Note: they could have chosen a different dilution series to make the numbers easier to deal with, such as 0.2%, 0.15%, 0.10% 0.05%, & 0. - It appears that the dye is somewhere between 0.04% and 0.08%.
- The differences are so subtle at this point they decide not to try further refinements in their dilution series. They make a best guess of 0.06% and record this as their answer.
- They clean up their lab space and return the materials to the appropriate locations.
- They spend the rest of the period laying out their lab reports together. Each student presents their part of the process and discusses the problems and solutions. (Each student might be required to turn in a separate lab report, but they are allowed to discuss possible layouts and what should be included.)
Math
As you can see from the above scenario, careful record keeping and math are very important to successful completion of this lab. The major math concept introduced in this lesson is repeated multiplication of percentages and/or fractions (depending on how students decide to follow the dilutions).
Implications
- How did you choose the dilutions that you used? Could you have used a different series?
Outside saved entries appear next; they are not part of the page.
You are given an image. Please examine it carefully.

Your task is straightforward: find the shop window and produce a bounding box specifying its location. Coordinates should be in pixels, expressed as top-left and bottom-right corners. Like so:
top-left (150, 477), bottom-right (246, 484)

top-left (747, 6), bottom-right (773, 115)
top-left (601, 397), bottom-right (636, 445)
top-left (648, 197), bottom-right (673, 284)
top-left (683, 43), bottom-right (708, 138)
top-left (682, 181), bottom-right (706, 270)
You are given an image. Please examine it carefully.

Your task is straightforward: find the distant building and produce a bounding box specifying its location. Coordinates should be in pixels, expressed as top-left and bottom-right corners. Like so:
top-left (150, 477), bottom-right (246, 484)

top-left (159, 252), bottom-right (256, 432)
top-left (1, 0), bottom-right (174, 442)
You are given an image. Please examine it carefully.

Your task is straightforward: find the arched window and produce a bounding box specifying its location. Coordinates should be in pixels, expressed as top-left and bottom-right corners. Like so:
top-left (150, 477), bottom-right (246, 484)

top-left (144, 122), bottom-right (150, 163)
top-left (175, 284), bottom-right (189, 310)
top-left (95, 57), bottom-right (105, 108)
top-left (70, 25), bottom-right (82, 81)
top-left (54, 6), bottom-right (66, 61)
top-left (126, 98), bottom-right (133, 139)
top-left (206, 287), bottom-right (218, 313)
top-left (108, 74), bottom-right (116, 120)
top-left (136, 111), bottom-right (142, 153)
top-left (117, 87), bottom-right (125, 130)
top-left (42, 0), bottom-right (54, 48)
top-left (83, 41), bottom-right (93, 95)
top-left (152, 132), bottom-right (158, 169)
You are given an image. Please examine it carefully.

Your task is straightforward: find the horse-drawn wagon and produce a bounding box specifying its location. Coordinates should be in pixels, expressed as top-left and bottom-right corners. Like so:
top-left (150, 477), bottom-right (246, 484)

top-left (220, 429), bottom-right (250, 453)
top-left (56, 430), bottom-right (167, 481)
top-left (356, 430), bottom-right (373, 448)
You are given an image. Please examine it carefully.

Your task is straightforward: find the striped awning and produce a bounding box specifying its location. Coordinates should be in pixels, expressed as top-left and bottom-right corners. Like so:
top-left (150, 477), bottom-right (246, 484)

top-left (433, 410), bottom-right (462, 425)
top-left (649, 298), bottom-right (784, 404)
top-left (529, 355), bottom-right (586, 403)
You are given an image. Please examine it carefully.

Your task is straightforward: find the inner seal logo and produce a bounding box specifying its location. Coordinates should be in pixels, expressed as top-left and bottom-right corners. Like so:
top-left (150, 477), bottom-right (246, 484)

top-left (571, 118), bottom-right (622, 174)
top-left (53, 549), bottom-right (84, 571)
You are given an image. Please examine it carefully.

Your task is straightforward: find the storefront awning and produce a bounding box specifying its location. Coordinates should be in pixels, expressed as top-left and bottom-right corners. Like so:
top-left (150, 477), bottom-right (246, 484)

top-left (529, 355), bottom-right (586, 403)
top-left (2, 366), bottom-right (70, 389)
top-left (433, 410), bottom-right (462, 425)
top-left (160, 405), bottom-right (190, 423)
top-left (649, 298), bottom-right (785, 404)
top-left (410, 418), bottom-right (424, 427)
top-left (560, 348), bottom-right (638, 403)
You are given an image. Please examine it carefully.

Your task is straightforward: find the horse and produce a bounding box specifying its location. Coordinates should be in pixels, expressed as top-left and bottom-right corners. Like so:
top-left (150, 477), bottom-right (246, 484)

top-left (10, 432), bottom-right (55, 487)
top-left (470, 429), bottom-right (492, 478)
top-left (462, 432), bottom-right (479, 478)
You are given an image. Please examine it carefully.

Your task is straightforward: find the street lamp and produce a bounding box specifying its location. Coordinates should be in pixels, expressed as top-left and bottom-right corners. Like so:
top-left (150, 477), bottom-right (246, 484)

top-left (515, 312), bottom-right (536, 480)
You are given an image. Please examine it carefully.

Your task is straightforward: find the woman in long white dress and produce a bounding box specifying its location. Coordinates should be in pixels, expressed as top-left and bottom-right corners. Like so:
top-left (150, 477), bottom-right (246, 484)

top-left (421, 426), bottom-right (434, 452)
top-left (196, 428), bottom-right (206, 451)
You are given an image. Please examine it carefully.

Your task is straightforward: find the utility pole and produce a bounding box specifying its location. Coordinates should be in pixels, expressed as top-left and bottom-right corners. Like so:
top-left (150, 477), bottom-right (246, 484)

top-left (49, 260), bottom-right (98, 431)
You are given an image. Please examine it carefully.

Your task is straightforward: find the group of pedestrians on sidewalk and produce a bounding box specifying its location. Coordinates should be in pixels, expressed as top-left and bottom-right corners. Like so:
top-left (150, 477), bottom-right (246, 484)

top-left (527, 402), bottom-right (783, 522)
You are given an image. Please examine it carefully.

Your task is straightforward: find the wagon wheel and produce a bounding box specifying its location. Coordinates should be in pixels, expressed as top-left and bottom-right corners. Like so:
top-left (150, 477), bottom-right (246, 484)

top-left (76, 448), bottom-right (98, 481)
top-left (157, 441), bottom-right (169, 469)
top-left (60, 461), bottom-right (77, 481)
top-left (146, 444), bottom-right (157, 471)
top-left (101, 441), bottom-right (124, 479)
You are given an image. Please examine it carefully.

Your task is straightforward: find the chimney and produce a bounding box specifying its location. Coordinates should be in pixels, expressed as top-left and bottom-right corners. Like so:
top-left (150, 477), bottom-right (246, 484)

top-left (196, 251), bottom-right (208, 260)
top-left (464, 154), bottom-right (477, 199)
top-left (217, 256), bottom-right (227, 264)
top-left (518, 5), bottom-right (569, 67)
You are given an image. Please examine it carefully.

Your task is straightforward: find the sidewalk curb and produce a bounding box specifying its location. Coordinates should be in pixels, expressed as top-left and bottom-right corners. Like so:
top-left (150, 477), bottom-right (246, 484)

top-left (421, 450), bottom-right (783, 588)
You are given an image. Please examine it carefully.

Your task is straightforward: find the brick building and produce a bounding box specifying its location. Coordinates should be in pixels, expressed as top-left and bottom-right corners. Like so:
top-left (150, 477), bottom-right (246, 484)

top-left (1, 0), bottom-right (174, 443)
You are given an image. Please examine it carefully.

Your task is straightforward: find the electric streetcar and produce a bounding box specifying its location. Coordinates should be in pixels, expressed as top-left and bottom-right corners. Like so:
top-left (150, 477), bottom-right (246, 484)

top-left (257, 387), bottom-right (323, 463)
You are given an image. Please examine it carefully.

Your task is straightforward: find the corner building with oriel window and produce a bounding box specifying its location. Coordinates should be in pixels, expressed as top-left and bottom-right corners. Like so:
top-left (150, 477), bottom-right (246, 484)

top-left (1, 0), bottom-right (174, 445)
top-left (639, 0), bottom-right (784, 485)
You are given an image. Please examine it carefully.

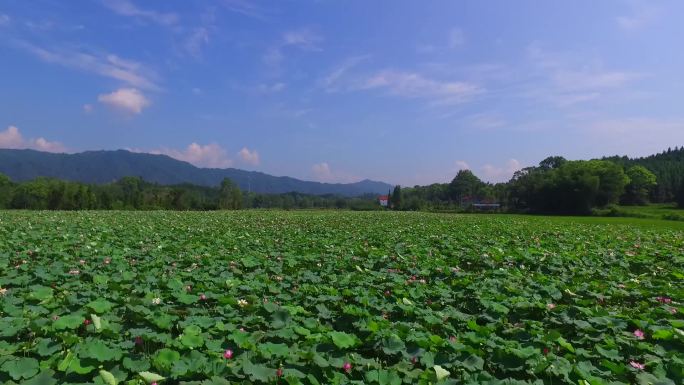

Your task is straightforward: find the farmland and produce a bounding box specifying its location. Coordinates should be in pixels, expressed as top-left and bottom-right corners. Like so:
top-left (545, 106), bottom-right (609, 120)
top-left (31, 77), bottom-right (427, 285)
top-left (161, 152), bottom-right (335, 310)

top-left (0, 211), bottom-right (682, 385)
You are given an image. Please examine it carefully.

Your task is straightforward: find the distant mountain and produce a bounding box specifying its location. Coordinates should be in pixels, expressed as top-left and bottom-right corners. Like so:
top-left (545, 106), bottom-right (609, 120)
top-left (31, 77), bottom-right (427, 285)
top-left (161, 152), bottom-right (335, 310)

top-left (0, 149), bottom-right (392, 196)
- Using one drop of concentrated dye, how much water would you have to add to dilute the dye to the concentration of the unknown?
- How dilute a solution is it possible to mix and still detect above the blank? With and without the colored filter?
- Look down the end of the tube, from top to bottom. Notice the intensity of the color. What causes this? How could you make use of this fact?
Evaluation
In this lab it is very important to assess the thinking that went on as well as getting to the answer:
- Did the group follow logical steps to arrive at a solution?
- What were the problems encountered?
- Did they recognize the problems and were they overcome?
- Did any group come up with a unique way of solving the problem that went beyond prior learning?
- Did everyone in the group understand what was done and why? (Individual lab notes and reports should tell you this.)
- Did the group achieve an accurate answer?
- Was there a good division of labor? Did everyone participate?